THE MIND THAT SPAWNED WATERBOARDING

Every time I shampoo in the shower, I have the strange sensation that somebody’s mother invented waterboarding. Before you think I have lost all manner of sense, consider some of the following with me.



Let me take you back to the WW 2 kitchen in which I spent some of the first years of my life. As we entered the doorway, immediately to the left was the end of our black cast iron cooking stove. Four round lids covered the left end of the top of the stove. These were divided by a section fitted around them that could be removed in order to fit larger pieces of wood once the fire had been started with kindling and paper. The other end of the stove held a tank of water.

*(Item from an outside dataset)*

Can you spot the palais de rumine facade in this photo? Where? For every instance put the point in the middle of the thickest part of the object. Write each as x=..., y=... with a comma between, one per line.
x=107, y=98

Diagonally across the kitchen from the stove was a long sideboard, in the middle of which was a dry sink. To the right of the dry sink sat two pails of cold water that my daddy, my two teenage brothers, or sometimes my mother, filled from the well. In the sink we had a small white porcelain washbasin we used for hand and face washing. It was old and had been used so often that porcelain had chipped away from the bent edges leaving black places. This many years later I don’t recall the additional things that covered the countertops, but the things that matter to my story I do remember, so let’s move on to those.

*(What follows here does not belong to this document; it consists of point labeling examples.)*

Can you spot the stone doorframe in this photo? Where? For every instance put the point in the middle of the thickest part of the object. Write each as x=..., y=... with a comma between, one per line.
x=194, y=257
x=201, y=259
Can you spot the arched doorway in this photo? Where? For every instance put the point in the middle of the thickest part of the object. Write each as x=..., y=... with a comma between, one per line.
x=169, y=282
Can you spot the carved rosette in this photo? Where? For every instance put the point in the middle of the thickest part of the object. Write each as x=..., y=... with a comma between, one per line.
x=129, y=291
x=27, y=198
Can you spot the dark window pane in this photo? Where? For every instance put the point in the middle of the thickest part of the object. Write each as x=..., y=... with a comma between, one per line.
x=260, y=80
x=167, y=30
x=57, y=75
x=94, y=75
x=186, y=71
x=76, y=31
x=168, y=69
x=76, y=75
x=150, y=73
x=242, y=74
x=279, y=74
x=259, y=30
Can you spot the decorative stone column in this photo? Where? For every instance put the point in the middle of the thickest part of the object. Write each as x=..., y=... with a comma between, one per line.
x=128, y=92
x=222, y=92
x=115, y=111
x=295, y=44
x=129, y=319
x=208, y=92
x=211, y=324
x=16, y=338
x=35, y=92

There were occasions when I was one of those things on the sideboard. After three sons, my mother was delighted to not only have a daughter, but also to have one with “thick, curly hair, the color of a new penny.” On shampoo day, the only running water came about by Mamma’s racing with an aluminum cooking pot full of some of the stove’s heated water over to the sink to be mixed with cold water already scooped from the pails by a long-handled dipper into another cooking container. Then as I lay on my back on the countertop with my head hanging over the edge of the sink, she poured the mixture over my head. Being an uncooperative age 3-or-4 years old, I squirmed mightily as I kept telling her, “But I’ll get soap in my eyes!” Mamma was not about to let a little thing like that stop her progress. She was prepared with a dry folded washcloth for me to place across my eyes. It worked quite well until she started rinsing the soap from my hair. That’s when I think her efforts and the efforts of others like hers, must have planted the seeds of thought into the head or heads of whatever child or children who eventually matured into the adult(s) who came up with the idea of waterboarding. That rinse water washed over not only my hair but also onto my face and I was sure it was going to go not only into my eyes but up my nose and into my mouth as well!

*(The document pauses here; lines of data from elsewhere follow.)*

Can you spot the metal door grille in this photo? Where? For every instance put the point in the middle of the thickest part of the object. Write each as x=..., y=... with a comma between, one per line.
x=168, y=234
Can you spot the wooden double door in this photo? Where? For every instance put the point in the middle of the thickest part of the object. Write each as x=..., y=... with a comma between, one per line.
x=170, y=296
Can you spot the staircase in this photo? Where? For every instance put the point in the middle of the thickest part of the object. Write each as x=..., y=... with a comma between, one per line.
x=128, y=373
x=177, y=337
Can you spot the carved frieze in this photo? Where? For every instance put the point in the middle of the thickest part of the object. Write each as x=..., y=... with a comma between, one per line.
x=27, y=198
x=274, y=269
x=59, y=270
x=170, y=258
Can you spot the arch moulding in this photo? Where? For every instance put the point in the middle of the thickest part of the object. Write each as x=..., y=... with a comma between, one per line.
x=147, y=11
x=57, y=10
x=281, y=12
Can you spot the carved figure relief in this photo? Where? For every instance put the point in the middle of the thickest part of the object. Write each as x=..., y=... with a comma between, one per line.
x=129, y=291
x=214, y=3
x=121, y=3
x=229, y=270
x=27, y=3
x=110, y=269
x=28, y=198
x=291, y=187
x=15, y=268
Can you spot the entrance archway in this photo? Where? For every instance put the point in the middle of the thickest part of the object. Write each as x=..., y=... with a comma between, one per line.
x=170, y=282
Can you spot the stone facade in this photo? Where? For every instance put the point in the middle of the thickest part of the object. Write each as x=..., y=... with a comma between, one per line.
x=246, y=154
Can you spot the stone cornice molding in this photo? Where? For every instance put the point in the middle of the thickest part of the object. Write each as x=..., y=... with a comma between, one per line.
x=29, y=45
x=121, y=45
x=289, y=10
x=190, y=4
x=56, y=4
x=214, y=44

I know I’m not the only child to have had such fears. I am sure my own children went through similar visions even though by their young lives they were laid down in a bathtub, partially filled with warm water. Like my mother, I gave them a folded dry washcloth to put over their eyes. They lay on their backs, keeping their elbows bent to hold their upper backs and heads higher than the rest of their bodies, as I poured warm rinse water that I, unlike my mother, had run from a single mixer faucet into a four-cup plastic measuring pitcher.  Oh, my! By cleaning their hair in that manner, am I and other mothers guilty of planting waterboarding ideas into the heads of our children? Well, so far that is one thing for which my children have not blamed me, so perhaps I’d better hide this message where they’ll never see it lest they think of the possibility every time they shampoo while in their showers!